Humans have quite a knack for being strangely annoying without really doing very much, but when you have to factor in loud eating noises, things soon escalate from someone being mildly irritating to you wanting to punch them in the face.

But you might feel a little better to know that it's a genuine condition called Misophonia, which translates as 'hatred of sound'.

It doesn't mean that you hate all sounds, of course, just that there are certain noises that will seriously grate on you - such as sloppy eaters, but also things like heavy breathing, soup slurping, someone repeatedly clearing their throat, the incessant clicking of a pen or your mate's absolute howl of a laugh.

via GIPHY

According to researchers at Newcastle University, it's a genuine brain abnormality. Scientists scanned the brains of 42 people in the UK - with 20 suffering from Misophonia and 22 without the condition - to find out why it occurs.

While in a MRI Scanner, people were played a range of noises such as rain, unpleasant sounds like screaming and people's trigger sounds.

Publishing the findings in the journal Current Biology, it was revealed that the the anterior insular - part of the brain that joins our senses with our emotions - was overly active in Misophonia.
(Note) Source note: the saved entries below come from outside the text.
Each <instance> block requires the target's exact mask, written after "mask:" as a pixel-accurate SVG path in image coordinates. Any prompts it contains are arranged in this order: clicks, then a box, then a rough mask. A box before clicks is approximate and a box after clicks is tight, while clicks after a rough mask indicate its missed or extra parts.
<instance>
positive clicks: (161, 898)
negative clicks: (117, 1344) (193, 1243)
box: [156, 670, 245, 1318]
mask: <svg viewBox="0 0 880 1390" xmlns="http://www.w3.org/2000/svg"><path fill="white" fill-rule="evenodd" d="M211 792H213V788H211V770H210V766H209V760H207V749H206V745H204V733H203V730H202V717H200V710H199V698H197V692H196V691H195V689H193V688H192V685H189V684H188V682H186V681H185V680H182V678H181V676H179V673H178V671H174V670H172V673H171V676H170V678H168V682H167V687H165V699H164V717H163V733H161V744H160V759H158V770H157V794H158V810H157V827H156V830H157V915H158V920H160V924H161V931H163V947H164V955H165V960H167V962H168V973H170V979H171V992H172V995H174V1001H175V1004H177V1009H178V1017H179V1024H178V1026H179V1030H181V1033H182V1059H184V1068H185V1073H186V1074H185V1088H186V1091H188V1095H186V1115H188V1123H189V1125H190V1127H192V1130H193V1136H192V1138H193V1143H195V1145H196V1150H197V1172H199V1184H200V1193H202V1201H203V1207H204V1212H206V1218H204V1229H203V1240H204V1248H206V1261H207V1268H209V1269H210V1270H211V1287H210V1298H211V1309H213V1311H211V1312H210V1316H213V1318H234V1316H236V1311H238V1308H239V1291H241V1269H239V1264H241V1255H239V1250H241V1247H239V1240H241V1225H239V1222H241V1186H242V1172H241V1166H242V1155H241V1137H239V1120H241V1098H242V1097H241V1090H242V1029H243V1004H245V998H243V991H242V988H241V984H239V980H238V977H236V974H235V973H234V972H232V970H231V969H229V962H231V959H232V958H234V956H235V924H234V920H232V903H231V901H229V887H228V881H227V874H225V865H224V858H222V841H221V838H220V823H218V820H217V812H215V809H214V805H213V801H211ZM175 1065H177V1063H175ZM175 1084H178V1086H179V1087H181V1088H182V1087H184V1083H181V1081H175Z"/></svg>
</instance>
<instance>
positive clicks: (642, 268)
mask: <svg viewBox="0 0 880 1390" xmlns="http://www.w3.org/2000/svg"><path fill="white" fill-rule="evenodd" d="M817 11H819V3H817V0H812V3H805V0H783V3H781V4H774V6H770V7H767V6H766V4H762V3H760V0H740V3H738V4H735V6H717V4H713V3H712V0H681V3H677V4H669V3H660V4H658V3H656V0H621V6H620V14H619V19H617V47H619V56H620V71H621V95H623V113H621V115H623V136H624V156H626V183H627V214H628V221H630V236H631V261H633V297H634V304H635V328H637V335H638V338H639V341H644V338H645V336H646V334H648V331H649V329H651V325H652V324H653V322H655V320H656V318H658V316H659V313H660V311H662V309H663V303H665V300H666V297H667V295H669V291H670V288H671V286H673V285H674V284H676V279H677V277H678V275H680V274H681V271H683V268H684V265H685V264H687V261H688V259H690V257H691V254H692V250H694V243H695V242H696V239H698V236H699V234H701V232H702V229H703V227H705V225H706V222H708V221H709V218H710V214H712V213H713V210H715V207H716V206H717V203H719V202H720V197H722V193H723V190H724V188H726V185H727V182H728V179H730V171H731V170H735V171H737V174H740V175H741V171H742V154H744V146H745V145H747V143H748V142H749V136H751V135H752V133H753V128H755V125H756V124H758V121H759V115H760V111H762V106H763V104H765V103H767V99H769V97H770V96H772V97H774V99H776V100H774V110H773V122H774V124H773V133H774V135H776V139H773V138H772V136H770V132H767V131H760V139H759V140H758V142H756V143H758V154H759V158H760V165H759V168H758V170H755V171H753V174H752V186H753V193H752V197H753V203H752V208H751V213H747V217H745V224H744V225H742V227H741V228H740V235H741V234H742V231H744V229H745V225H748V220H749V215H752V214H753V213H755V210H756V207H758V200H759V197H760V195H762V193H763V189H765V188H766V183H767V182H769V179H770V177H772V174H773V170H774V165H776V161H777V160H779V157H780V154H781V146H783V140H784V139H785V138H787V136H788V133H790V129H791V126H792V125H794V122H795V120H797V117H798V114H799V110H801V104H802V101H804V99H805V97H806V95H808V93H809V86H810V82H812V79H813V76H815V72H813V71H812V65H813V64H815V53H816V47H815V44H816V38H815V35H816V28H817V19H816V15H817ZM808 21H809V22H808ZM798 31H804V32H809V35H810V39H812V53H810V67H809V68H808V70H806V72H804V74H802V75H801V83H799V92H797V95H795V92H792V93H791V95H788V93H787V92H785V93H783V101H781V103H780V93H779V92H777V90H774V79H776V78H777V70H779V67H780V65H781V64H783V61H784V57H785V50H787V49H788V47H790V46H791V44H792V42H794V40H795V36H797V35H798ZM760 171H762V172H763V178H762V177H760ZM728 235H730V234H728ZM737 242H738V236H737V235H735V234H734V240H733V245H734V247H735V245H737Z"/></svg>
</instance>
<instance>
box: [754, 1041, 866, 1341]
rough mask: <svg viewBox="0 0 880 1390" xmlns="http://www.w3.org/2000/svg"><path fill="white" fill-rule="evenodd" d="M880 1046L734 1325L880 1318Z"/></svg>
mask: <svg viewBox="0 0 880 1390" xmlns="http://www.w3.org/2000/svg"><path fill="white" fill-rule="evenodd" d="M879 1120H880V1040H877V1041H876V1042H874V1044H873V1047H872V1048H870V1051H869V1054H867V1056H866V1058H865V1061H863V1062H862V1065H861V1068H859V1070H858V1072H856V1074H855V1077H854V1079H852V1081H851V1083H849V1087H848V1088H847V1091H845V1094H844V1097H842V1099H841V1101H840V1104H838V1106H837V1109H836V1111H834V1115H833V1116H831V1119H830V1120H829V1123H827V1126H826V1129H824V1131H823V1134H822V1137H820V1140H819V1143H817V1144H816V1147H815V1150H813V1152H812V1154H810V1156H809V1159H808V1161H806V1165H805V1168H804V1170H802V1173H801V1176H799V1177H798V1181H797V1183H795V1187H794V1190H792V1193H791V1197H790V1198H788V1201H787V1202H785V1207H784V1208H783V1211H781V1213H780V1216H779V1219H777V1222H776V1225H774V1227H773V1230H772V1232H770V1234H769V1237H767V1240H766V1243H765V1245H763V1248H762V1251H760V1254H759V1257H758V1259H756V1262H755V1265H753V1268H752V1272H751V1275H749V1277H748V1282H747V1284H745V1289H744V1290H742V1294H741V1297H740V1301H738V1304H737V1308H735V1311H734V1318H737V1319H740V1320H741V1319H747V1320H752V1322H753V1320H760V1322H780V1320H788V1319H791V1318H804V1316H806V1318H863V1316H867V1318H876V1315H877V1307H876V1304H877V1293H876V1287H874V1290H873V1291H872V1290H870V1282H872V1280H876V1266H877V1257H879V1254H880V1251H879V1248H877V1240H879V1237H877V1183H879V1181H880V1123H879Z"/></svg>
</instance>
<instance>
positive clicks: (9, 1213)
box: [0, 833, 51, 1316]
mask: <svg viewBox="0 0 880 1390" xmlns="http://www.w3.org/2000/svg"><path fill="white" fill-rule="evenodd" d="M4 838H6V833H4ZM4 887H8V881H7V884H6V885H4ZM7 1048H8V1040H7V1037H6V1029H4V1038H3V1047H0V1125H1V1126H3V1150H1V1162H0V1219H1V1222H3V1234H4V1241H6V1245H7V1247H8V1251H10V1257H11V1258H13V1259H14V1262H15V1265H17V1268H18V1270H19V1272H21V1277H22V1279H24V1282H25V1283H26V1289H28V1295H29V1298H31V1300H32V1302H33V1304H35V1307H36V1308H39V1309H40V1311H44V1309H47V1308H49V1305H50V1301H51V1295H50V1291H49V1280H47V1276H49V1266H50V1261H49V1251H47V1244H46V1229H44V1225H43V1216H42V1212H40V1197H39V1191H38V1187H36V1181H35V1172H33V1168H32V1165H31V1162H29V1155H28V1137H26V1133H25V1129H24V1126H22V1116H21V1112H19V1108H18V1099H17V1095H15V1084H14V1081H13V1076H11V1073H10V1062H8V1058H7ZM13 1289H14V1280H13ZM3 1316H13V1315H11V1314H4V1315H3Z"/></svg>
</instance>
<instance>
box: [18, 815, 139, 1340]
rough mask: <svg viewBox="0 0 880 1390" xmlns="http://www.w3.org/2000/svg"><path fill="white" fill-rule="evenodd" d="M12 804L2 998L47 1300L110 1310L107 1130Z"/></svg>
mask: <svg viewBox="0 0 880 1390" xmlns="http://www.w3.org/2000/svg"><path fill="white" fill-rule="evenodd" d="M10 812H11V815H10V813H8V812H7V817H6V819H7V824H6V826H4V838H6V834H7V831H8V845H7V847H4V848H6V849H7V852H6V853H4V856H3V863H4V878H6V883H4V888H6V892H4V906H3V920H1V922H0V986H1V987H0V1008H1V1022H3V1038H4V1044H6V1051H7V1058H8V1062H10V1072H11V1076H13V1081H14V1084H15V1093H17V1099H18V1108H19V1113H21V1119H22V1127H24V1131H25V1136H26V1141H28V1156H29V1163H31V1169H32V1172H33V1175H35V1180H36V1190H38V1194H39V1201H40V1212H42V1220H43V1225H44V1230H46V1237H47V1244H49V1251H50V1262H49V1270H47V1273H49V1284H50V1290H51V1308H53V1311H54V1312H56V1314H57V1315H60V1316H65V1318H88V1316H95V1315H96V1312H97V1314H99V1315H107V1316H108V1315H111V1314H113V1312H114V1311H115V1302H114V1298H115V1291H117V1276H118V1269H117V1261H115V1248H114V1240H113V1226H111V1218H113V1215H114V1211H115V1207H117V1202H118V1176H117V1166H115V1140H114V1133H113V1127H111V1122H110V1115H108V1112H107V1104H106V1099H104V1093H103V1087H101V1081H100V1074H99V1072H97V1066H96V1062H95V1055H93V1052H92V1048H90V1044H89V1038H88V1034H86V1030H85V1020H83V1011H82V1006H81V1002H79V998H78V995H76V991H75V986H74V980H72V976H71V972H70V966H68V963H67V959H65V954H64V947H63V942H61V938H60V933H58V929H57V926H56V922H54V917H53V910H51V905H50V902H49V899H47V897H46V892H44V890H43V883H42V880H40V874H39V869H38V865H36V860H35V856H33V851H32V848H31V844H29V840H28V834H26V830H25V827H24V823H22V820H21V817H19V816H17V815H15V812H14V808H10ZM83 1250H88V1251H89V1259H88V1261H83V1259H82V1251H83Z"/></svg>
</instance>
Wills doesn't look best pleased.
PA

"They are going into overdrive when they hear these sounds, but the activity was specific to the trigger sounds not the other two sounds," Dr Sukhbinder Kumar from Newcastle University said.

"The reaction is anger mostly, it's not disgust. The dominating emotion is the anger - it looks like a normal response, but then it is going into overdrive."

Olana Tansley-Hancock, who has suffered from the condition since she was eight years old, struggles with sounds like breathing and eating, according to the BBC.

"I feel there's a threat and get the urge to lash out - it's the fight or flight response," she said. "Anyone eating crisps is always going to set me off, the rustle of the packet is enough to start a reaction.

"It's not a general annoyance, it's an immediate 'Oh my God, what is that sound?' I need to get away from it or stop it'."

PA

Olana even had to stop going to the cinema because of all the popcorn chewing and the level of annoying voices that come from the back row.

She told BBC News: "I spent a long time avoiding places like the cinema. I'd have to move carriages seven or eight times on 30-minute train journeys, and I left a job after three months as I spent more time crying and having panic attacks than working."

Well, good to know that there's actually some science behind it, and that it's not a case of us just being pissy bastards.